Kinetic studies of solid-phase polycondensation in two polyamides and a polyester
The effects of polymer particle size, temperature, and time on the continued condensation of two polyamides: poly(hexamethylene adipamide) and poly(hexamethylene sebacamide), and a polyester, poly(ethylene terephthalate), were studied experimentally.
The polyamides were held at elevated temperatures from 120 to 180 °C for periods of 5 to 20 hours in a nitrogen atmosphere. A similar procedure was followed with the polyester except that the range of temperature was 160 to 200 °C. The number-average molecular weights of the polymers before and after treatment were calculated from the polymer intrinsic viscosities. The thermal behavior of selected polymers was also examined by differential thermal analysis.

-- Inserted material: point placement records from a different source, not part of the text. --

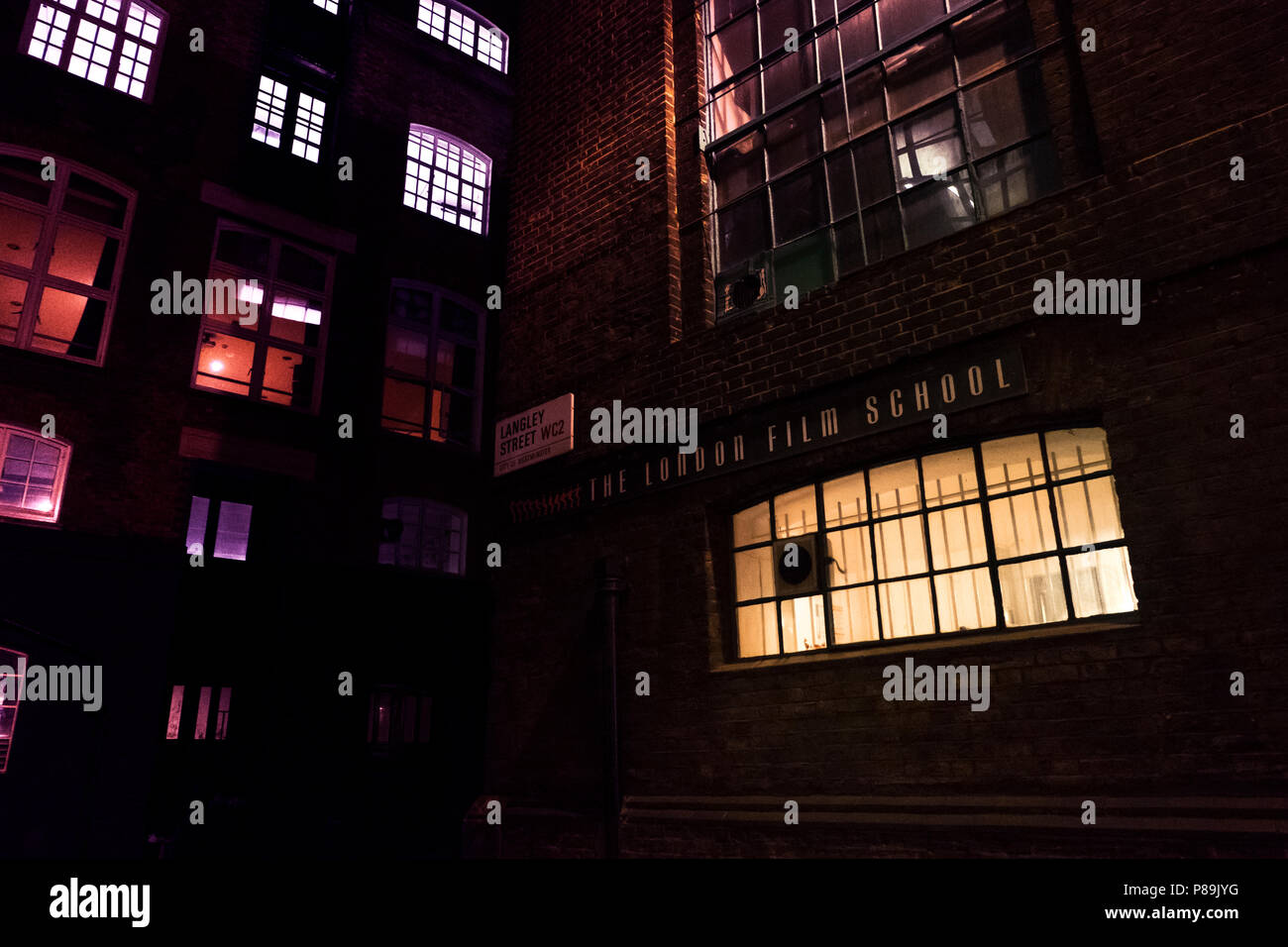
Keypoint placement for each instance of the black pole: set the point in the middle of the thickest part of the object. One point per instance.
(612, 587)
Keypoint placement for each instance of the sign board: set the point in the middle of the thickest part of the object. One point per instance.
(533, 436)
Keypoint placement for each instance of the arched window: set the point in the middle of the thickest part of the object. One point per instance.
(447, 178)
(62, 254)
(112, 43)
(1006, 534)
(463, 29)
(33, 474)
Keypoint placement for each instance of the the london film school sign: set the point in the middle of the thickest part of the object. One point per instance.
(790, 428)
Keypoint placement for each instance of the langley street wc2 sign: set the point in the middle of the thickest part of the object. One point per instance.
(912, 394)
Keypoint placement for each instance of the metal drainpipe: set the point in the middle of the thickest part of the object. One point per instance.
(612, 589)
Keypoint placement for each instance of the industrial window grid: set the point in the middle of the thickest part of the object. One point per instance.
(277, 356)
(64, 247)
(851, 149)
(33, 474)
(447, 178)
(463, 29)
(1072, 554)
(114, 43)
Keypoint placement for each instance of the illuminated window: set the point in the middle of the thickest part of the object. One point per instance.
(33, 474)
(888, 127)
(447, 178)
(919, 548)
(114, 43)
(62, 247)
(307, 119)
(433, 365)
(463, 29)
(398, 716)
(423, 534)
(11, 688)
(204, 725)
(231, 528)
(271, 351)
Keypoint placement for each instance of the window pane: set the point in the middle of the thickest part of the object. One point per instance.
(896, 488)
(921, 73)
(743, 230)
(804, 625)
(927, 145)
(68, 324)
(795, 513)
(906, 608)
(20, 232)
(850, 552)
(739, 167)
(1031, 592)
(901, 548)
(845, 500)
(1005, 110)
(1018, 176)
(1102, 582)
(1089, 512)
(1021, 525)
(992, 38)
(226, 363)
(751, 526)
(858, 37)
(901, 18)
(965, 600)
(949, 476)
(794, 138)
(758, 630)
(1013, 463)
(800, 204)
(854, 615)
(232, 535)
(755, 574)
(957, 536)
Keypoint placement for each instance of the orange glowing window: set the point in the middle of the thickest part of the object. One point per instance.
(33, 474)
(63, 230)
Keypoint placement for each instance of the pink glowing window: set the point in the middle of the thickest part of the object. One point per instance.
(271, 351)
(33, 474)
(463, 29)
(62, 248)
(447, 178)
(423, 534)
(112, 43)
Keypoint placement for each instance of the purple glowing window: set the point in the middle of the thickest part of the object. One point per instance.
(463, 29)
(447, 178)
(33, 474)
(106, 42)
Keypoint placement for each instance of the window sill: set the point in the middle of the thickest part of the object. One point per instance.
(941, 642)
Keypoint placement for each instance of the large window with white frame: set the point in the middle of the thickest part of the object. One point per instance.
(463, 29)
(844, 132)
(1012, 532)
(111, 43)
(63, 231)
(33, 474)
(274, 352)
(433, 365)
(447, 178)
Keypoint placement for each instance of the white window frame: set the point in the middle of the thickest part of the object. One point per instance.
(85, 16)
(269, 285)
(64, 455)
(446, 21)
(52, 214)
(423, 179)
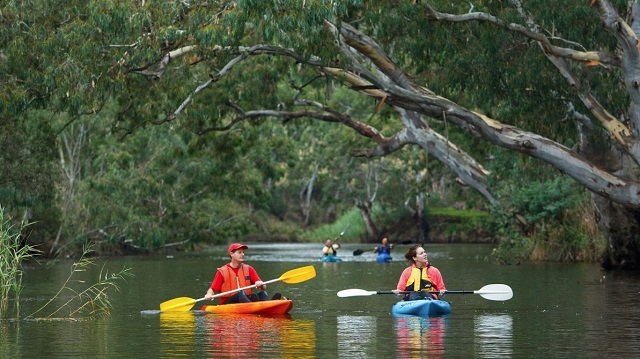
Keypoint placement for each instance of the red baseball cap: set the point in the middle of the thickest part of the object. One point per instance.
(236, 246)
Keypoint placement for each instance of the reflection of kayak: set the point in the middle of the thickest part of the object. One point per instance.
(422, 307)
(331, 258)
(383, 258)
(278, 306)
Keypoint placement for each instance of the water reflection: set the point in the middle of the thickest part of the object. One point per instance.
(177, 333)
(356, 335)
(236, 336)
(494, 336)
(420, 337)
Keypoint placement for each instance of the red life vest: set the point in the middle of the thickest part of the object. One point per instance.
(233, 281)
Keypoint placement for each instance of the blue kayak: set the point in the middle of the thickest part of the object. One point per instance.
(383, 258)
(331, 258)
(422, 307)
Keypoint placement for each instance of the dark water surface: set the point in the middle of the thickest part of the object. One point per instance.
(558, 310)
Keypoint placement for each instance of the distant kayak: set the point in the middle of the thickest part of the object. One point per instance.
(383, 258)
(278, 306)
(331, 258)
(422, 307)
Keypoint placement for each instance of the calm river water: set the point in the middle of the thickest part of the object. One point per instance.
(558, 310)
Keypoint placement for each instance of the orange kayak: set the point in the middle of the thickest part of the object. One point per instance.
(278, 306)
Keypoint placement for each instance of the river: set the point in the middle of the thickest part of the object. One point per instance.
(557, 311)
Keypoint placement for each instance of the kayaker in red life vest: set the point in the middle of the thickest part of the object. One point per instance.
(330, 249)
(235, 275)
(385, 247)
(421, 278)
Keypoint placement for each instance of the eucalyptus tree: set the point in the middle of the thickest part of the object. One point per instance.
(555, 83)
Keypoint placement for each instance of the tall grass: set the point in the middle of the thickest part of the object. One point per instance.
(80, 299)
(12, 254)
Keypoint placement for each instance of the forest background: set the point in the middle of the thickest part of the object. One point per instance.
(167, 125)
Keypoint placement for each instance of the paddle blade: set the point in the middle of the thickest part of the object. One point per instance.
(299, 275)
(182, 304)
(354, 293)
(495, 292)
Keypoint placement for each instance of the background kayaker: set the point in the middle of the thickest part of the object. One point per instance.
(421, 278)
(384, 247)
(237, 274)
(330, 249)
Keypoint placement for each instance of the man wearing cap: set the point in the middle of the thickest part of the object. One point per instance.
(236, 275)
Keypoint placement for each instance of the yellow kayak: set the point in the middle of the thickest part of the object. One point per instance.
(278, 306)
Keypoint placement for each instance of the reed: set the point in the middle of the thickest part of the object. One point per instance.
(80, 299)
(12, 253)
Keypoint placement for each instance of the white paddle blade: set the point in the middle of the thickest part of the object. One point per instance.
(354, 293)
(495, 292)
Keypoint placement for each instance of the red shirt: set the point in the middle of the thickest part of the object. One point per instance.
(432, 272)
(216, 285)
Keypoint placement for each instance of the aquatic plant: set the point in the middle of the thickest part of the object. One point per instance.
(85, 301)
(13, 251)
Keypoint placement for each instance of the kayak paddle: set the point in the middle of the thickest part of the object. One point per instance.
(342, 233)
(358, 252)
(184, 304)
(499, 292)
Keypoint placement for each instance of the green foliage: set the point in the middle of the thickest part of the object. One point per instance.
(83, 300)
(559, 225)
(350, 220)
(13, 252)
(100, 63)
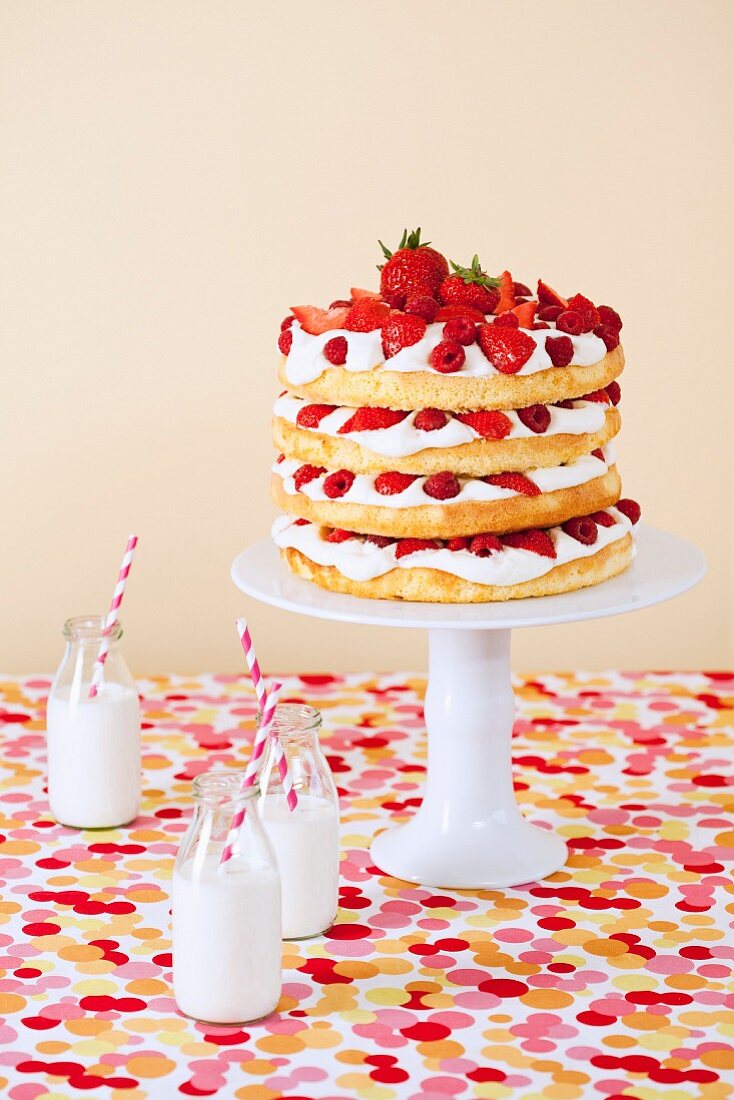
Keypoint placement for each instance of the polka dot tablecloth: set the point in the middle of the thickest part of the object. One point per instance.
(610, 979)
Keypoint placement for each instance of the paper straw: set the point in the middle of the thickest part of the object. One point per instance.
(112, 615)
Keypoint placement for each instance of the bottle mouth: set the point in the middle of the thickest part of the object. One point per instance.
(87, 628)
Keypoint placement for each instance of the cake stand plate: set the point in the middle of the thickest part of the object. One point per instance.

Poly(hexamethylene adipamide) showed an increase in the number-average molecular weight from approximately 10,000 to 22,000 when treated at 180 °C for 20 hours. Under the same conditions, poly(hexamethylene sebacamide) showed a change from about 10,000 to 14,000. Poly- (ethylene terephthalate) treated at 200 °C for 20 hours exhibited an increase from approximately 18,000 to 34,000.
Two kinetic equations were derived and were successfully applied to the experimental data. From these equations the specific reaction rates were obtained. The temperature dependency of the reaction rates was expressed in the form of the Arrhenius equation.
The effect of particle size on the reaction was noted. Also noted were changes in polymer thermal behavior as the reaction temperature was raised. At low temperatures the transport of reaction by-products from the interior to the surface of solids controlled the reaction. At high temperatures chemical kinetics determined the reaction.